Pembicaraan kami pun berjalan renyah di iringi parodi yang seringkali menyajikan gelak tawa renyah dari para penonton. Aku dan mas fandy pun larut dalam keceriaannya. Makanan datang beberapa waktu kemudian membuat kami asik menikmati makanannya. Ah, lebih tepatnya aku. Karena mas fandy asik melihat parodi sambil memakan steak dengan asal asalan, alhasil selain bibirnya yang belepotan tak karuan steaknya pun terpotong tidak rapi sama sekali dan menyisakan serpihan serpihan di piring. Aku sempat menahan senyum melihatnya belepotan begitu.

"Mbak, suaminya mending disuapin kalo makan. Daripada belepotan, ntar dikira nikahin anak tk loh"

Semua penonton pun tertawa. Aku mendongak karena tawanya begitu kencang, dan saat melihat sekeliling semua mata tertuju pada meja kami. Tak terkecuali sang komika yang di pentas juga memandang kami. Aku melihat ke arah mas fandy, dia sedang kesulitan mengambil tisu karena gerogi. Aku segera mengeluarkan tisu basah dari dalam tas dan membersihkan bibirnya yang belepotan. Sorak dari para penonton pun makin meriah membuat kami berdua jadi malu sendiri.

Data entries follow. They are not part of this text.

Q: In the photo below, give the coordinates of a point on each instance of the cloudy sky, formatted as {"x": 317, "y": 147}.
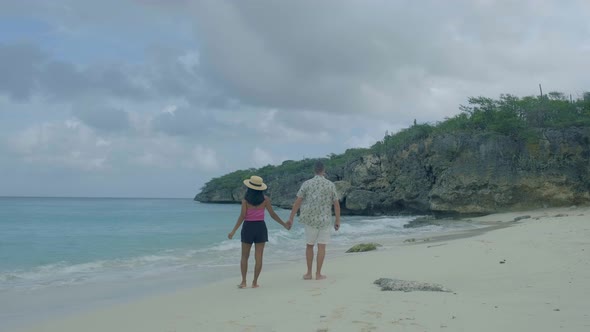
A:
{"x": 152, "y": 98}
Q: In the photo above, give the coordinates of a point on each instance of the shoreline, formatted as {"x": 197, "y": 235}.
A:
{"x": 527, "y": 292}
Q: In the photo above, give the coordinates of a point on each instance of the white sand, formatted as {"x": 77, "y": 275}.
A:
{"x": 544, "y": 285}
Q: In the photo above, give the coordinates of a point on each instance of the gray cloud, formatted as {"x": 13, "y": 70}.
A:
{"x": 387, "y": 57}
{"x": 103, "y": 118}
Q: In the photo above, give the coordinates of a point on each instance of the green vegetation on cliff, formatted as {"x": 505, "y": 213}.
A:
{"x": 509, "y": 152}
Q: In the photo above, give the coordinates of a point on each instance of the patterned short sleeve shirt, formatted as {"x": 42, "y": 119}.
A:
{"x": 318, "y": 196}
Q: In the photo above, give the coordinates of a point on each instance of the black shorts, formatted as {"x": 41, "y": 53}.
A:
{"x": 254, "y": 232}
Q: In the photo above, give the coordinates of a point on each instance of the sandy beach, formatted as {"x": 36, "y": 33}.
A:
{"x": 526, "y": 275}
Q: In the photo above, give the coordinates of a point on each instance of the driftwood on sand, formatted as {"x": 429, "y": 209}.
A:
{"x": 408, "y": 286}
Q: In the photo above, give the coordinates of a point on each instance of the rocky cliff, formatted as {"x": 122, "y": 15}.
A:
{"x": 448, "y": 174}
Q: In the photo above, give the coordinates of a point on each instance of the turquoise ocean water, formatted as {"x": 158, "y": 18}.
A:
{"x": 59, "y": 255}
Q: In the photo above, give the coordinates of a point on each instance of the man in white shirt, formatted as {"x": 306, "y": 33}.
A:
{"x": 316, "y": 198}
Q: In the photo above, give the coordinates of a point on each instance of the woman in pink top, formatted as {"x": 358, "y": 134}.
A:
{"x": 254, "y": 229}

Aku jadi teringat kalimatnya di kantin tadi. Ingin rasanya ku tanyakan tapi cafe ini begitu berisik dan pasti dia tidak akan bisa mendengarkan pertanyaanku dengan jelas. Aku pun mengurungkan niat itu dan berharap nanti saat berada di dalam mobil bersamanya bisa menanyakan hal ini.

_________

Ah, kenapa aku lupa soal dokter made?! Kenapa aku sekarang jadi pelupa! Aku kan sudah berencana menemui dokter made hari ini. Tapi aku malah ikut mas fandy ke cafe dan mau di antarnya pulang. Niatku menanyakan alasannya menyebutku sebagai pacarnya juga urung karena selama di dalam mobil aku sibuk memohon supaya dia tidak mengantar jemputku dari rumah ke rumah. Aku masih ingin mempertahankan hubunganku dengan teman se kontrakan sebenarnya tapi aku hanya bilang bahwa aku tidak bersedia dan aku malu. Syukurlah dia mau menerima alasan yang bahkan menurutku sebenarnya tidak masuk akal. Tapi tak apalah, untuk sementara waktu selama mas fandy mau menuruti kemauanku aku akan melakukan hal itu.